The video conferencing capabilities are opening even more doors for Extension workers and their clients. The first sites established in 1999 were at MSU and Verona. Then came sites at the Research and Extension centers in Stoneville and Raymond and the district office in Hattiesburg. Participants in video classrooms and conferencing got their first glimpses of the technology's potential.
"Three years ago, Extension conducted 32 video conferences. The next year, we had 103. That number doubled in 2003, and this year, we'll probably have 100 more," Brook said. "The accessibility to the sites and the links to specialists, professors or administrators in other locations are the keys to this technology's success."
Reba Bland, Extension leadership development area agent based in Lafayette County, said she and her co-workers across the state use the technology to video conference with Mississippi Homemaker Volunteers and Master Clothing Volunteers.
"Our 40 executive board members with the Homemaker Volunteers have been able to start planning their annual meeting much earlier by using the video system," Bland said. "In the past, they would have all their meetings at MSU; this way, we are saving on the cost of travel and can have more productive meetings by working out many of the details sooner."
Bland said the accessibility of the system helps groups involve a wider range of people.

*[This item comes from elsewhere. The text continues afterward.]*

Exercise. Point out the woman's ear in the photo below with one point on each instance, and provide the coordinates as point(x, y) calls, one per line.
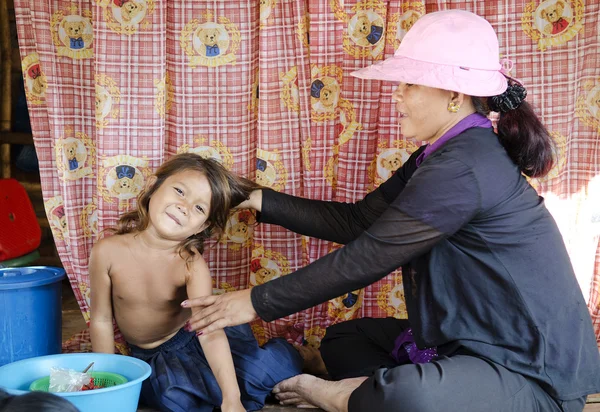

Individuals who might not be able to travel because of work, family or health issues may be more likely to attend a nearby video conference.
Susan Seal, distance learning coordinator for MSU's Extension Service, has witnessed the growth in the system's use. She credits the technology's success to MSU Extension's push to deliver educational information to a wider audience.
"We're ahead of most state Extension services with this technology. On any given day, it may be used in a one-on-one setting or to link more than 100 people learning about cattle nutrition or child-care workshops," Seal said. "We often use it for Extension meetings so that agents don't have to travel to MSU or other sites for meetings. Since we pay a flat rate for the service, using it is cheaper than a long-distance telephone call."